To keep pace with the accelerating and ever‐changing technology base, MIL‐HDBK‐217C was updated to MIL‐HDBK‐217D on January 15, 1982 and to MIL‐HDBK‐217E on October 27, 1986. In December 1991, MIL‐HDBK‐217F became a prescribed US military reliability prediction document. Two teams were responsible for providing guidelines for the last update. Both teams suggested:
that the constant failure rate (CFR) model could not be used;
that some of the individual wear‐out failure mechanisms (like electromigration and time‐dependent dielectric breakdown) could be modeled with a lognormal distribution;
that the Arrhenius‐type formulation of the failure rate in terms of temperature should not be included in the package failure model; and
that stresses such as temperature change and humidity should be considered.

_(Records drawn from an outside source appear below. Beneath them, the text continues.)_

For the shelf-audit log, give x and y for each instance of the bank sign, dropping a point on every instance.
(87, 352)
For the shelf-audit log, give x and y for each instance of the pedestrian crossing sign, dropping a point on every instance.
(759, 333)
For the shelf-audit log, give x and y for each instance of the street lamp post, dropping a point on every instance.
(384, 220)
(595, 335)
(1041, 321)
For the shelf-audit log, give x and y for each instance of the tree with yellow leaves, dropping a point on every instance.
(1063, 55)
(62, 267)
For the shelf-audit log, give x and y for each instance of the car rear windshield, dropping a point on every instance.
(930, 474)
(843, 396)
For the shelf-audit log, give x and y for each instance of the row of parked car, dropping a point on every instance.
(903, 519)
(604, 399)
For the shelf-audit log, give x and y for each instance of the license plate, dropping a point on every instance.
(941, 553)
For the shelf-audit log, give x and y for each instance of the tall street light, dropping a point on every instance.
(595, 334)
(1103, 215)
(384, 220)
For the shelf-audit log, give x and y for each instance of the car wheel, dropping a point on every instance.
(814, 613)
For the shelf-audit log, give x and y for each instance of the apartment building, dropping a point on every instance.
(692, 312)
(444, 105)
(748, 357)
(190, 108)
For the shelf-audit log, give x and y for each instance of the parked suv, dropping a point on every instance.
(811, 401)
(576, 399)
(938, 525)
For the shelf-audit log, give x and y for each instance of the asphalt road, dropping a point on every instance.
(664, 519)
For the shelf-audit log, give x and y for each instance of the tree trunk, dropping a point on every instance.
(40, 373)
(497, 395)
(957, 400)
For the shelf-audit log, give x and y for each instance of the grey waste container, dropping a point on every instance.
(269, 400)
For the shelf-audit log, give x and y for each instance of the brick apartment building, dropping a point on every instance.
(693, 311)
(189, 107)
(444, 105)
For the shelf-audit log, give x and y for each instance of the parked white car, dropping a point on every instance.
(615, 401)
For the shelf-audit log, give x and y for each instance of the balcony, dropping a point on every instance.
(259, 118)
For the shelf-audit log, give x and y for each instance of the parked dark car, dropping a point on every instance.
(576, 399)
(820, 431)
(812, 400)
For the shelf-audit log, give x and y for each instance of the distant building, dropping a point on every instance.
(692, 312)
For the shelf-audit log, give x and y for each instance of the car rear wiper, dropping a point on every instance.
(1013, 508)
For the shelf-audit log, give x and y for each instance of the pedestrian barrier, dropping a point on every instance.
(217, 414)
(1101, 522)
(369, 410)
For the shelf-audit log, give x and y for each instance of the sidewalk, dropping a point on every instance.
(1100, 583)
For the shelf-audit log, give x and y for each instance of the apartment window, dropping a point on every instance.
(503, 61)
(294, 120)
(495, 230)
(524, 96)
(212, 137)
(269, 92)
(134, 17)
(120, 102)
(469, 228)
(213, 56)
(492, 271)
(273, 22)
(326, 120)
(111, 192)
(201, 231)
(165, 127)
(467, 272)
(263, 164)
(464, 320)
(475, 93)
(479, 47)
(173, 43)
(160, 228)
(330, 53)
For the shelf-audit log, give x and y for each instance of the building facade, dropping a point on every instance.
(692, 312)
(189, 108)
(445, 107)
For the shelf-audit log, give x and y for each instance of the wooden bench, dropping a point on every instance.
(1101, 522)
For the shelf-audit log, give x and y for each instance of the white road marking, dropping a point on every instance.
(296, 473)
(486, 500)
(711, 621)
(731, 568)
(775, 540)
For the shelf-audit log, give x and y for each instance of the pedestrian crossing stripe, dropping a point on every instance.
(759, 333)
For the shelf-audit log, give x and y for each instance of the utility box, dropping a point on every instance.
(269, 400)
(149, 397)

Both groups noticed that temperature cycling is more detrimental to component reliability than the steady state temperature at which the device is operating, so long as the temperature is below a critical value. This conclusion has been further supported by a National Institute of Standards and Technology (NIST), and an Army Fort Monmouth study which stated that the influence of steady‐state temperature on microelectronic reliability under typical operating changes is inappropriately modeled by an Arrhenius relationship [2–4]. However, considering the ability to separate failure mechanisms by separate Arrhenius activation energies, it may be possible to return to the physics of failure (PoF) assumption that each mechanism will have a unique activation energy.

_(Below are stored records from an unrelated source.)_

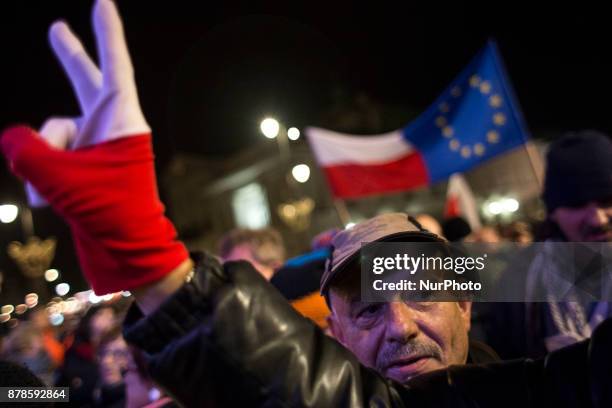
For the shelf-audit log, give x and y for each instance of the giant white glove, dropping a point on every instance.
(97, 170)
(107, 95)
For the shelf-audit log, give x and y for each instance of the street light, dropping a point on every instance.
(301, 173)
(8, 213)
(270, 127)
(293, 133)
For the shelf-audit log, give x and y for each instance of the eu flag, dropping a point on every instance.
(476, 118)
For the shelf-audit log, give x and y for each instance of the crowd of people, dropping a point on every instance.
(246, 326)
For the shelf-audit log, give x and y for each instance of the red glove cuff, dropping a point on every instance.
(108, 195)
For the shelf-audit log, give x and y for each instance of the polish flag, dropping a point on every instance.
(357, 166)
(475, 119)
(460, 202)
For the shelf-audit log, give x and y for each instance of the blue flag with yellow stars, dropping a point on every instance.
(476, 118)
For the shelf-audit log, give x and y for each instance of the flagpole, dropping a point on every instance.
(533, 157)
(342, 210)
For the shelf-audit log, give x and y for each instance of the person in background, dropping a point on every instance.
(456, 229)
(24, 345)
(140, 390)
(263, 248)
(299, 278)
(430, 224)
(518, 231)
(578, 197)
(221, 335)
(113, 357)
(54, 348)
(80, 369)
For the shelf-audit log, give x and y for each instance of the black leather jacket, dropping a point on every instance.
(228, 338)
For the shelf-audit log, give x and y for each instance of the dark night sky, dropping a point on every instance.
(208, 72)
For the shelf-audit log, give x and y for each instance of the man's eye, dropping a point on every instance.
(370, 310)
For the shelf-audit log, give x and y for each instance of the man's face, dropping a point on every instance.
(113, 360)
(590, 223)
(244, 252)
(402, 339)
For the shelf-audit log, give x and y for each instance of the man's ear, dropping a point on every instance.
(465, 310)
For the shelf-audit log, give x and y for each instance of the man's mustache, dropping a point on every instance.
(413, 348)
(598, 230)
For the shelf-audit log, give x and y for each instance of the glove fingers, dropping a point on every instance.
(85, 77)
(112, 48)
(59, 133)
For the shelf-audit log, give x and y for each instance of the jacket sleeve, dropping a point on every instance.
(228, 338)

There are several different approaches to the reliability prediction of electronic systems and equipment. Each approach has unique advantages and disadvantages; several papers have been published on the comparison of reliability assessment approaches. However, there are two distinguishable approaches to reliability prediction, traditional/empirical, and PoF approach.
Traditional, empirical models are those that have been developed from historical reliability databases either from fielded applications or from laboratory tests [5].
Handbook prediction methods are appropriate only for predicting the reliability of electronic and electrical components and systems that exhibit CFRs. All handbook prediction methods contain one or more of the following types of prediction:
Tables of operating and/or non‐operating CFR values arranged by part type,
Multiplicative factors for different environmental parameters to calculate the operating or non‐operating CFR, and
Multiplicative factors that are applied to a base operating CFR to obtain non‐operating CFR
[6]
.
MIL‐HDBK‐217 reliability prediction methodology which was developed under the activity of the RADC (now Rome Laboratory) and its last version released in February 1995 intended to “establish and maintain consistent and uniform methods for estimating the inherent reliability (i.e. the reliability of a mature design) of military electronic equipment and systems. The methodology provided a common basis for reliability predictions during acquisition programs for military electronic systems and equipment. It also established a common basis for comparing and evaluating reliability predictions or related competitive designs. The handbook was intended to be used as a tool to increase the reliability of the equipment being designed.”
In 2001, the office of the US Secretary of Defense stated that “…. the Defense Standards Improvement Council (DSIC) decided several years ago to let MIL‐HDBK‐217 ‘die the death.’ This is still the current OSD position, i.e. we will not support any updates/revisions to MIL‐HDBK‐217” [6].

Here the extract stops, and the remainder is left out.